PATRICK OPPMANN, CNN INTERNATIONAL CORRESPONDENT: We are outside the University of Havana where students are holding vigils and they're yelling "Fidel, Fidel." And these students, although they were born much after the revolution, are very passionate about Fidel Castro and his causes. This is, of course, a university where he studied before becoming a revolutionary.

And the students here have been telling us that they found Friday night when Raul Castro made the announcement, the surprise announcement, that the historic leader of the revolution, Fidel Castro, had died, many of them woke up on Saturday and that's when they found out the news and they've just been shocked, they said, stunned by the loss of Fidel Castro, even though he was quite ill. And a lot of people here said that even though they never met him, that they felt like he was somebody they knew that have been a presence in their lives. And that's why they've come out late on this night to light candles in front of photographs of Fidel Castro, to have speeches, to chant revolutionary slogans.

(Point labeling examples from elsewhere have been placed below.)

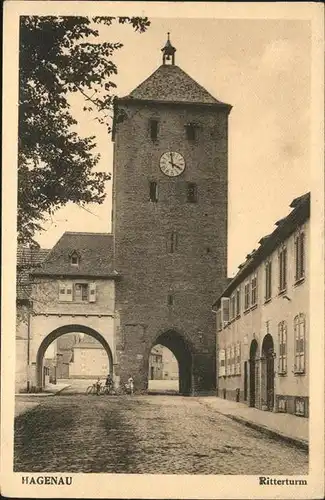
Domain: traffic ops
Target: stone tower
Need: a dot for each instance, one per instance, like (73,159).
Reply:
(169,223)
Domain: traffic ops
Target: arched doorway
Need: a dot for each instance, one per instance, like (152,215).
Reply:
(268,372)
(58,332)
(252,373)
(180,348)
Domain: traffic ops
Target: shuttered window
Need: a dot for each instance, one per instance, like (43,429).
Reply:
(299,334)
(282,336)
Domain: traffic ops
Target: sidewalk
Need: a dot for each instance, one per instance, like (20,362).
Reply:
(284,425)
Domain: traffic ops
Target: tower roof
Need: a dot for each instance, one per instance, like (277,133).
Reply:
(169,83)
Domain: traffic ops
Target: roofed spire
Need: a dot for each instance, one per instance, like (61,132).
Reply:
(168,52)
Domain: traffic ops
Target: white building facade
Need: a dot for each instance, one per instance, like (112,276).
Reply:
(263,321)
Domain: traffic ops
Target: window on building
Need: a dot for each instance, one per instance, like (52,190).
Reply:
(65,292)
(268,280)
(191,131)
(74,259)
(153,191)
(81,292)
(232,306)
(153,124)
(232,355)
(282,334)
(172,242)
(299,333)
(237,370)
(254,289)
(225,310)
(228,361)
(247,296)
(219,323)
(191,192)
(300,256)
(170,299)
(282,269)
(222,363)
(237,302)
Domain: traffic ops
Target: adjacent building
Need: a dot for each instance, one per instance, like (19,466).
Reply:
(263,321)
(89,360)
(156,363)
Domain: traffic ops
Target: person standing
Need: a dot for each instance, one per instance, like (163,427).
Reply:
(131,384)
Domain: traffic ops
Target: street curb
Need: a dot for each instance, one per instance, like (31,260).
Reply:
(301,443)
(40,394)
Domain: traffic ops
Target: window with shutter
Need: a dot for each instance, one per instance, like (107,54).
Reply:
(268,280)
(92,292)
(247,296)
(237,302)
(254,289)
(224,310)
(299,332)
(62,294)
(282,361)
(222,368)
(68,291)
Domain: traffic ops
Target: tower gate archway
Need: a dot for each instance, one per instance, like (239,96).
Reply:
(182,351)
(62,330)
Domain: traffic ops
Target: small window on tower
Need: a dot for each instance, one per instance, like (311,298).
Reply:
(191,131)
(153,129)
(173,242)
(191,192)
(153,191)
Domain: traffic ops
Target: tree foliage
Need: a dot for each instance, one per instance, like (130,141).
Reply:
(59,56)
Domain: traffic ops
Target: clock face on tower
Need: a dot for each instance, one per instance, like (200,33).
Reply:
(172,163)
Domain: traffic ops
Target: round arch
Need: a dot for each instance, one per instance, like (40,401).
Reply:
(253,376)
(182,350)
(267,374)
(62,330)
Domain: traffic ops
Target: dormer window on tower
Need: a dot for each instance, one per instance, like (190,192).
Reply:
(168,52)
(74,259)
(191,131)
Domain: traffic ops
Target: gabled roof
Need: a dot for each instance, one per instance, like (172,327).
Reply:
(94,249)
(169,83)
(28,260)
(285,227)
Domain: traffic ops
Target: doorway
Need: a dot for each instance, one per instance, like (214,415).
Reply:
(252,373)
(268,371)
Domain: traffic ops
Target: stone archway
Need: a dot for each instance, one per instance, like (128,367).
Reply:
(252,373)
(62,330)
(177,344)
(267,373)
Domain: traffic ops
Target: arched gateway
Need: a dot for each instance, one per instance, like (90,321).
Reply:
(181,349)
(62,330)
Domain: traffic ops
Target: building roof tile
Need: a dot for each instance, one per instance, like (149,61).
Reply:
(285,227)
(169,83)
(95,252)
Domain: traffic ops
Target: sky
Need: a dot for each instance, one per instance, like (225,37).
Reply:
(261,68)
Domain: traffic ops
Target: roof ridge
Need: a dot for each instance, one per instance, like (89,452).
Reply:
(86,233)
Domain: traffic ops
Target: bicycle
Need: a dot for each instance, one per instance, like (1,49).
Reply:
(94,389)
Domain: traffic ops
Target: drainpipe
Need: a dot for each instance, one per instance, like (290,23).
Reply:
(28,344)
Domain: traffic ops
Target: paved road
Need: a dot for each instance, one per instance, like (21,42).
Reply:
(144,434)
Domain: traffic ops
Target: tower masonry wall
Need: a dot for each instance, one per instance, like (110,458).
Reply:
(195,272)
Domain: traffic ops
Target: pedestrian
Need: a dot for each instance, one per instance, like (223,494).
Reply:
(131,384)
(109,382)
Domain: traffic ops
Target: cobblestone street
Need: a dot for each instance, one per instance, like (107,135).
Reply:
(144,434)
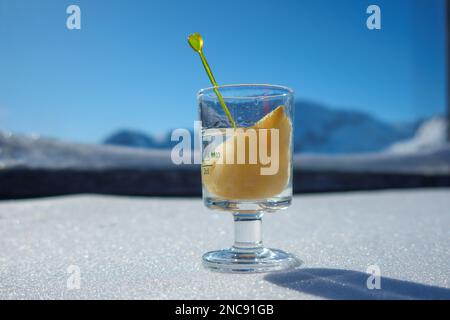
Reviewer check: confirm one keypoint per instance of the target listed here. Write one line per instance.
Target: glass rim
(288, 91)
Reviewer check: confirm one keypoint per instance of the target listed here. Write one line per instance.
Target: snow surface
(150, 248)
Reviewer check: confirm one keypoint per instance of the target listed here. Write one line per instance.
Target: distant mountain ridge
(318, 129)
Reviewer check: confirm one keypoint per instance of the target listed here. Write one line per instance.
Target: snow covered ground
(150, 248)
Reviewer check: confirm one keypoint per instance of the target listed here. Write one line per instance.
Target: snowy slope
(431, 135)
(27, 152)
(318, 129)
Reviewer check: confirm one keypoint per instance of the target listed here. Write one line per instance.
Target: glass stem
(247, 232)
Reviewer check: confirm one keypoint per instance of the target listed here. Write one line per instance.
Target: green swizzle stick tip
(195, 40)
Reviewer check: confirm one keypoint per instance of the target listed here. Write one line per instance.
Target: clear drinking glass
(247, 170)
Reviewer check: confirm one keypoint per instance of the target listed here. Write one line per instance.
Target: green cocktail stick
(196, 42)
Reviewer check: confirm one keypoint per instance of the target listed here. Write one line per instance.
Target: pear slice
(245, 181)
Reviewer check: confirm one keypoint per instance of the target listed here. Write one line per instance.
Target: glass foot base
(238, 261)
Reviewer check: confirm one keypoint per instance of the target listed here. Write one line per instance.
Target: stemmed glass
(247, 170)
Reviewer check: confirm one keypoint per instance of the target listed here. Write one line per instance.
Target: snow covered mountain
(432, 134)
(318, 129)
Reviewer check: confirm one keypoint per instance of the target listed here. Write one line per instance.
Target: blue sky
(130, 65)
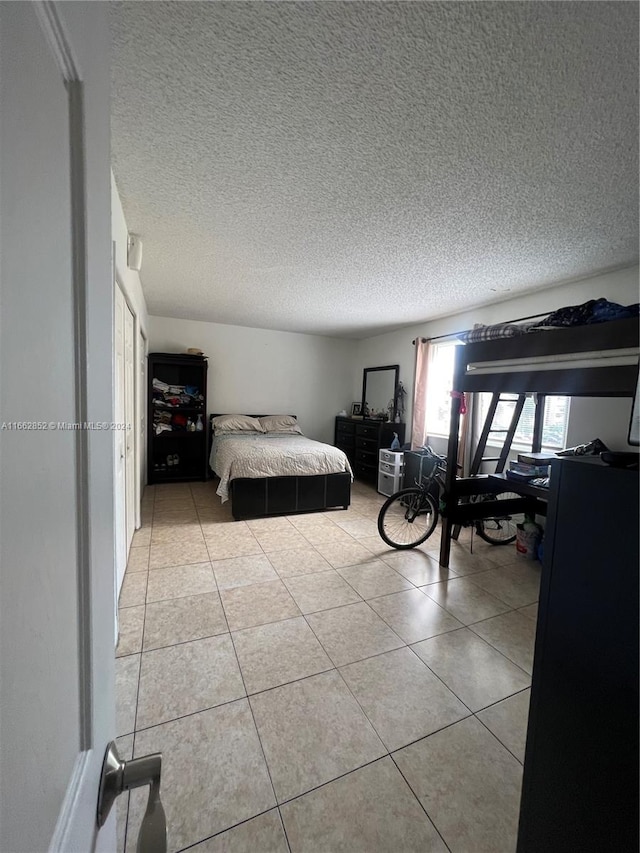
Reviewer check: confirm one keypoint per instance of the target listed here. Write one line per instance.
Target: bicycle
(409, 517)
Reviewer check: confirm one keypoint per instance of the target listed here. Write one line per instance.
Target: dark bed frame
(602, 379)
(263, 496)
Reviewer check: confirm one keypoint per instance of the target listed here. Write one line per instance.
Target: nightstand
(390, 471)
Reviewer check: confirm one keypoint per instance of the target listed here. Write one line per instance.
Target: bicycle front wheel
(407, 518)
(499, 529)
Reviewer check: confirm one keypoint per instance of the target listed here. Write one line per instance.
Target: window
(554, 425)
(439, 385)
(438, 404)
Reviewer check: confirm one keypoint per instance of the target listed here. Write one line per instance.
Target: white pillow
(280, 423)
(235, 423)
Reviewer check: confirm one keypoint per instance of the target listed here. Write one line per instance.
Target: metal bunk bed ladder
(488, 430)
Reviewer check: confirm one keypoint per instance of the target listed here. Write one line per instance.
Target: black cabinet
(177, 421)
(580, 786)
(362, 439)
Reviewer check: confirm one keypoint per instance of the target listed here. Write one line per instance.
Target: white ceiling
(344, 168)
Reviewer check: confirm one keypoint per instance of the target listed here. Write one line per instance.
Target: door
(130, 422)
(125, 496)
(56, 457)
(120, 438)
(142, 419)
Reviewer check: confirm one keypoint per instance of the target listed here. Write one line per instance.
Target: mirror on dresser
(363, 438)
(379, 386)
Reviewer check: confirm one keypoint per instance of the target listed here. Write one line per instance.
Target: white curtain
(419, 413)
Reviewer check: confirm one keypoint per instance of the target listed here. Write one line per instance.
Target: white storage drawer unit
(392, 457)
(390, 471)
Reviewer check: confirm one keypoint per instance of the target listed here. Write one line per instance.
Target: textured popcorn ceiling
(344, 168)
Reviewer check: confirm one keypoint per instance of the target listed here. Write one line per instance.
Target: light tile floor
(312, 690)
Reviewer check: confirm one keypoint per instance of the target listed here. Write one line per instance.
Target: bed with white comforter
(272, 455)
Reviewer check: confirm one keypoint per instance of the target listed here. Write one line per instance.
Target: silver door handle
(119, 776)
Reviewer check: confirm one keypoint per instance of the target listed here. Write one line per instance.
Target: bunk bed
(596, 360)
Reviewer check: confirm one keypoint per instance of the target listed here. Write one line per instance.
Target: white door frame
(77, 38)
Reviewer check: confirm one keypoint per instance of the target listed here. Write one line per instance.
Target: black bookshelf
(177, 454)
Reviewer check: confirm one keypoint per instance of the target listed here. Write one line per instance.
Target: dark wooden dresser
(580, 788)
(362, 439)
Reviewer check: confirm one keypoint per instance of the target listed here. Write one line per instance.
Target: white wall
(262, 371)
(607, 419)
(129, 283)
(128, 280)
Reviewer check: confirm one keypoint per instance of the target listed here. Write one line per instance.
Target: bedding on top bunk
(588, 313)
(272, 454)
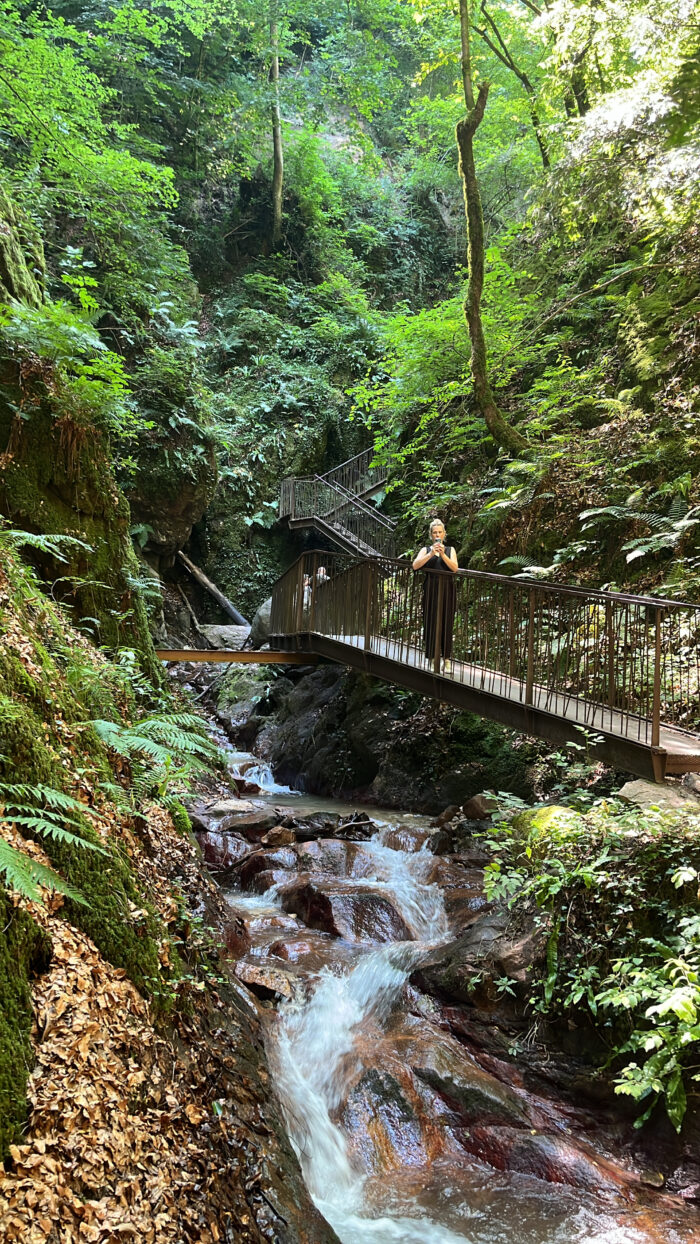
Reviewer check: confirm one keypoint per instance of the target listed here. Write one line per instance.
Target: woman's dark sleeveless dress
(430, 592)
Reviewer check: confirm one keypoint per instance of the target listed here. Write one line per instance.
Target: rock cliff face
(56, 473)
(337, 733)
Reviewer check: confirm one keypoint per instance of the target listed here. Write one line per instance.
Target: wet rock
(546, 1156)
(248, 788)
(479, 807)
(223, 850)
(464, 905)
(335, 858)
(236, 939)
(253, 825)
(405, 837)
(282, 858)
(230, 637)
(295, 948)
(279, 837)
(266, 980)
(356, 916)
(358, 829)
(310, 825)
(386, 1126)
(448, 814)
(270, 877)
(225, 807)
(471, 1091)
(471, 856)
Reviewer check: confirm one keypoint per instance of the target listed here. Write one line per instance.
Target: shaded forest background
(233, 249)
(213, 346)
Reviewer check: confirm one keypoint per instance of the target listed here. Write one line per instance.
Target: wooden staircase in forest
(336, 504)
(616, 673)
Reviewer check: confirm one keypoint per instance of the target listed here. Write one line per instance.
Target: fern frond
(50, 544)
(49, 829)
(26, 875)
(11, 793)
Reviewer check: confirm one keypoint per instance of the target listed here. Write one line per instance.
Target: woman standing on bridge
(443, 559)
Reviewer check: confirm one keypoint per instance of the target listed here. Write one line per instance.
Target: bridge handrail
(346, 495)
(633, 658)
(313, 498)
(526, 581)
(357, 470)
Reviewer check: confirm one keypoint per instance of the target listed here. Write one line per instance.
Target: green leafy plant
(47, 812)
(614, 890)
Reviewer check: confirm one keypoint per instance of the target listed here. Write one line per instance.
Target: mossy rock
(25, 952)
(108, 914)
(21, 255)
(538, 829)
(46, 489)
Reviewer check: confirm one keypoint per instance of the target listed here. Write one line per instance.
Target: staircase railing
(612, 661)
(357, 475)
(315, 498)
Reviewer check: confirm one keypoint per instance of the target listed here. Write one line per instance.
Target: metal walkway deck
(548, 661)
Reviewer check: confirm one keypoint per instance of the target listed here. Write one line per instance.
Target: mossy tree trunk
(277, 151)
(500, 429)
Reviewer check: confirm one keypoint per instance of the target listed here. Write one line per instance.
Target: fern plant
(665, 530)
(163, 748)
(46, 811)
(54, 545)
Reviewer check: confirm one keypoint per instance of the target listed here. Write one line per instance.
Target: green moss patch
(25, 951)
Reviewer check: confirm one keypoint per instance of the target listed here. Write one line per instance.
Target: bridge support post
(313, 590)
(439, 615)
(530, 672)
(299, 620)
(368, 602)
(657, 694)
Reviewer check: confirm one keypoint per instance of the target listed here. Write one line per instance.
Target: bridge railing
(609, 661)
(357, 474)
(331, 503)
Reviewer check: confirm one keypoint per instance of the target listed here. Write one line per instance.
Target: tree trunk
(277, 152)
(502, 51)
(500, 429)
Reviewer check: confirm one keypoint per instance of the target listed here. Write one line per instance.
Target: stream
(378, 1095)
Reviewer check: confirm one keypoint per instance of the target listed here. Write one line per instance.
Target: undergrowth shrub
(616, 890)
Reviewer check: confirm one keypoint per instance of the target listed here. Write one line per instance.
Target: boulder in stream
(223, 850)
(353, 914)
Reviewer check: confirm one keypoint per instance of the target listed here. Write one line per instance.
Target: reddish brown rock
(292, 949)
(223, 850)
(253, 825)
(405, 837)
(236, 939)
(479, 807)
(264, 861)
(356, 916)
(446, 815)
(546, 1156)
(335, 858)
(265, 979)
(277, 837)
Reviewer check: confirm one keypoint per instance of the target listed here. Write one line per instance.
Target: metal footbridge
(545, 659)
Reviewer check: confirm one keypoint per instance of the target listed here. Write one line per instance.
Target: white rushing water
(317, 1049)
(312, 1054)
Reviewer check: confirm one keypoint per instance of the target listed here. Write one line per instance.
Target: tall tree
(500, 47)
(277, 151)
(466, 128)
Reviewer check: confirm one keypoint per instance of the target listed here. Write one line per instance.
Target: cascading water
(313, 1055)
(317, 1049)
(348, 1023)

And these are the kinds of scenes we expect to unfold all over Cuba as this country undergoes a nine-day period of mourning.

BORIS SANCHEZ, CNN CORRESPONDENT: The parties are just getting started here in Little Havana. We're in Calle Ocho, outside Cafe Versailles. This is the epicenter of the Cuban-American exile community here in Miami. And there are literally hundreds of people celebrating the death of Fidel Castro.

There's music playing, people banging pots and pans, hundreds of flags and lots chanting. One of the chants that we've heard over and over again is "Fidel, you tyrant, take your brother with you". It's very kind of dark to think that people are celebrating someone's death, but people that I have spoken here say this has been something that they have been waiting for, for a very long time. They perceived Fidel as someone who is incredibly repressive and someone who essentially stole their homeland away.

You have to remember, Fidel Castro was in power in Cuba since 1959. So, these are very different generations of people, young and old, that have come out to show their joy and their hope that this could mean a new chapter for the island of Cuba.